MP for Evalue-Gwira constituency
- In office January 2013 – January 2017
- President: John Dramani Mahama
- Preceded by: Catherine Afeku
- Succeeded by: Catherine Afeku

Personal details
- Born: 7 July 1967 (age 58)
- Party: National Democratic Congress
- Occupation: Politician

= Kweku Tanikyi Kesse =

Ghanaian politician

Kweku Tanikyi Kesse is a Ghanaian engineer and politician. He is a former Member of Parliament of Evalue Gwira Constituency and a member of the National Democratic Congress of Ghana. He lost his re-election bid to Catherine Afeku in the 2016 parliamentary election whom he had earlier defeated during the 2012 parliamentary election.

==Early life and education==
Kesse was born on 7 July 1967. He hails from Bamiankor, a town in the Western Region of Ghana.

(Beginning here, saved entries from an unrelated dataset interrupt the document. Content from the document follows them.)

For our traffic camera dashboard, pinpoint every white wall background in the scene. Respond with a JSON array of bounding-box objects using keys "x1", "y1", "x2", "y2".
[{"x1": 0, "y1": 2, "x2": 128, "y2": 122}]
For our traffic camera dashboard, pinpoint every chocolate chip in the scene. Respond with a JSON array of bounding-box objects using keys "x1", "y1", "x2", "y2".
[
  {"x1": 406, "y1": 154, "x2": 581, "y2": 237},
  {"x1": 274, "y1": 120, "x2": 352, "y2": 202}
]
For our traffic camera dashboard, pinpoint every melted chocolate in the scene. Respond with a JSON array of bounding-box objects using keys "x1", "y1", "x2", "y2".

He obtained his Master of Science degree in Automatic Control Engineering from the Universidad Central de Las Villas, Cuba in 1994.

==Career==
Kesse worked at the Tema Oil Refinery as a Projects Engineer from 1997 to 2002. He later joined RAM Engineering Limited where he worked as a Project Manager from 2004 to 2009. From 2009 until 2012, Kesse was the managing director of KABK Engineering Limited

==Politics==
Kesse entered parliament on 7 January 2013 representing the Evalue-Gwira constituency on the ticket of the National Democratic Congress. He lost the seat in 2016 to Catherine Afeku of the New Patriotic Party

==Personal life==
Kesse is married with three children. He identifies as a Christian.